The Boi’s back in town
Big Boi’s long-awaited post-Speakerboxxx solo album was poised to become the Chinese Democracy of hip-hop—numerous delays, a label change and a protracted production cycle left fans wondering if they weren’t witnessing Dr. Dre’s Detox play out all over again.
But after four years, Big Boi has finally dropped Sir Lucious Left Foot: The Son of Chico Dusty
, a massive, ambitious album shot through with knee-knocking beats and deft lyrical touches from Outkast’s swagger champion.
Lead single “Shutterbug” is a representative sample of Sir Lucious Left Foot’s charm and aesthetic—thick, infectious electronic hooks and an barrage of Antwan Patton’s trademark wordplay, grafted to a southern hip-hop sensibility lurking deep in the beats.

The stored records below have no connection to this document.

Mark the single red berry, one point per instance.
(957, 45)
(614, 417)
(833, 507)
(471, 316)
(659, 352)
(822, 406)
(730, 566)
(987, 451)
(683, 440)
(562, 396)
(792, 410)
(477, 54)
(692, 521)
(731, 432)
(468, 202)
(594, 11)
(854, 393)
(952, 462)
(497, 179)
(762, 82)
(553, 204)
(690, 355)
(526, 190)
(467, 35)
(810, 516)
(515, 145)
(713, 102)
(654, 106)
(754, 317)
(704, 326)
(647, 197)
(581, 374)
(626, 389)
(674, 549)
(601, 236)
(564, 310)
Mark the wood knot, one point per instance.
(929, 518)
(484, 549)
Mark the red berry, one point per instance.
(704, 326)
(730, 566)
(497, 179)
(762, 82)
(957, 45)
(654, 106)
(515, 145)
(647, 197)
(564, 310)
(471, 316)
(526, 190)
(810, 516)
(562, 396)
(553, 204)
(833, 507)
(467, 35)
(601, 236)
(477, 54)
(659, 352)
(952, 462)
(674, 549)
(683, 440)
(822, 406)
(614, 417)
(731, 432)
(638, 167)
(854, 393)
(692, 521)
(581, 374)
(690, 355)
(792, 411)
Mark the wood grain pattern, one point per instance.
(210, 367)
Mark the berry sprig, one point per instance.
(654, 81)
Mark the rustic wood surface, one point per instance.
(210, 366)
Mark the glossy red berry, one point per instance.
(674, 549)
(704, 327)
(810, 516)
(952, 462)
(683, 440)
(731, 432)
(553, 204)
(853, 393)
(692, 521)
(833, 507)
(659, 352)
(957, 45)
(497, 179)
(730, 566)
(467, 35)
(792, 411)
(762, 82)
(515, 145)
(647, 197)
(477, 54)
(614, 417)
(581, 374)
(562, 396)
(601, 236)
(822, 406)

Big Boi’s fellow ATLiens are out in full force, with abounding featured verses from T.I. (the hazy, trippy “Tangerine”), Janelle Monáe (the ultra-sparse “Be Still,” which may as well be a leftover from The ArchAndroid) and B.o.B. (the skittering “Night Night”). And Big Boi enlists trap-rapper du jour Gucci Mane, who weighs in with his impossibly slurry and stream-of-consciousness delivery on “Shine Blockas” a goofy and soulful banger that seems crafted specifically with car stereos in mind.
It was long assumed that André 3000 was the primary creative drive behind Outkast. Sir Lucious Left Foot puts the lie to that notion; it’s wildly different from anything Big Boi’s done with Outkast or the Dungeon Family, yet still entirely, remarkably his own. It’s no mean feat for him to drop a solo album that’s both a trove of pop jams and a profound piece of artistic experimentation, and he’s done just that—a remarkable achievement by any measurement.